In too deep
Romantic feelings can be super difficult to handle. Both to feel them, and to handle another’s romantics feelings for yourself. People have different ideas. Definitely, communication is so vital. Self-honesty is so vital. We must be real with ourselves, real with these people. To not fuck them over, or ourselves for that matter.
It can hurt A LOT to be upfront about these things. But it is worth the pain. I mean, it is as simple as, the longer it is left without this upfront-ness/being as self-honest as possible, the stronger the pain will be. Obviously therefore, it’s best to be upfront as EARLY as possible. Or at least, try to be. As I’ve witnessed, sometimes messages seem to not be clear enough/not heard as clearly, for various reasons.
Also, denial can be an issue. And fantasy. I mean, there’s so many factors that can exist when people want one thing, and others want another thing. So yes, I see it as best to keep pushing the message so to speak, like, if it takes many tries to get through to another, then do that. Do it constantly if need be. Fry those fantasies, those denials, and make shit real as possible. Sometimes realness and pain go hand in hand.

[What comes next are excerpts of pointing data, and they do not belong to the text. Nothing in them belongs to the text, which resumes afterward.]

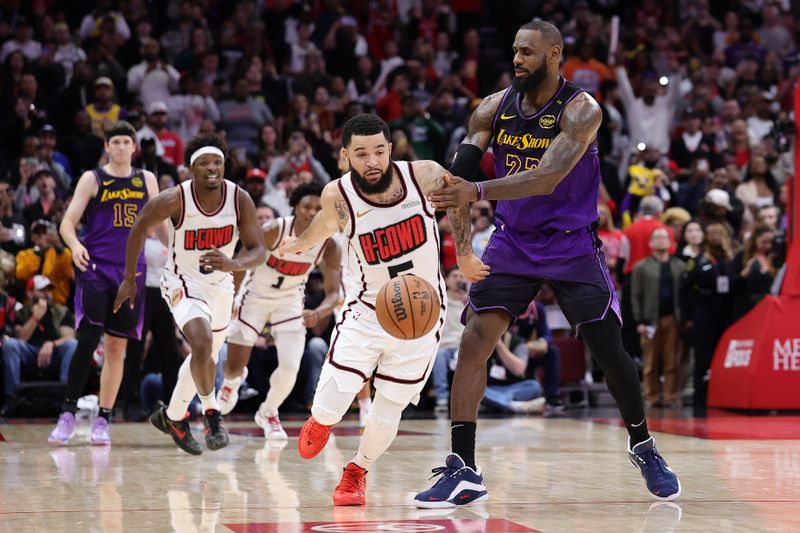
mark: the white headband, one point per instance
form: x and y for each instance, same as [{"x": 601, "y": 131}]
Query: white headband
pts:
[{"x": 205, "y": 150}]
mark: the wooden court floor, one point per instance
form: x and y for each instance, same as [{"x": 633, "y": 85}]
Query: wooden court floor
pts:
[{"x": 542, "y": 474}]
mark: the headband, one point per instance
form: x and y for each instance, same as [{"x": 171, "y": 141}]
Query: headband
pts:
[{"x": 206, "y": 150}]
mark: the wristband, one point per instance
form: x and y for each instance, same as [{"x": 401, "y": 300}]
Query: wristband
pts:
[{"x": 481, "y": 195}]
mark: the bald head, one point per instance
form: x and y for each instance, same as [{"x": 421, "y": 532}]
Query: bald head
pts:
[{"x": 550, "y": 33}]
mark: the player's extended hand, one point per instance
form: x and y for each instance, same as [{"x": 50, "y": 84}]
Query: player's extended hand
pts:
[
  {"x": 472, "y": 267},
  {"x": 289, "y": 246},
  {"x": 457, "y": 192},
  {"x": 126, "y": 292},
  {"x": 215, "y": 260},
  {"x": 80, "y": 256}
]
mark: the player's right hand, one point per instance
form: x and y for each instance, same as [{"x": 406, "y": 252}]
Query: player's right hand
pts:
[
  {"x": 472, "y": 267},
  {"x": 80, "y": 256},
  {"x": 126, "y": 292},
  {"x": 456, "y": 193},
  {"x": 288, "y": 246}
]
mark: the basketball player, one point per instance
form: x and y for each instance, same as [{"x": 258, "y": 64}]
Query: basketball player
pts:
[
  {"x": 544, "y": 133},
  {"x": 107, "y": 201},
  {"x": 381, "y": 206},
  {"x": 273, "y": 292},
  {"x": 207, "y": 215}
]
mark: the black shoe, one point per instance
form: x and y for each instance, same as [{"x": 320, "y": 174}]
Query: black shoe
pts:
[
  {"x": 179, "y": 431},
  {"x": 554, "y": 407},
  {"x": 216, "y": 436}
]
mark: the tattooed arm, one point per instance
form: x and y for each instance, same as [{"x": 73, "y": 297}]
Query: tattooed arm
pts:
[
  {"x": 579, "y": 123},
  {"x": 331, "y": 218},
  {"x": 431, "y": 176}
]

Be careful when starting, or potentially starting a romantic relationship. Check in with yourself OFTEN. That way, you can obviously be clear with yourself, and avoid it going TOO FAR, even too far to the point of not just beginning the romantic relationship, but marriage, and maybe kids, and however many years that may be where you two are together. Relationships crumble so often. Can be after 10, 20, 30 years. And if those individuals, or at least ONE checked in with themselves, those 30 years of suppression would not have to exist, and this whole unbalanced marriage/romantic relationship could have been avoided as what is best for both people in that relationship.
We must be careful, considerate. For ourselves, and others.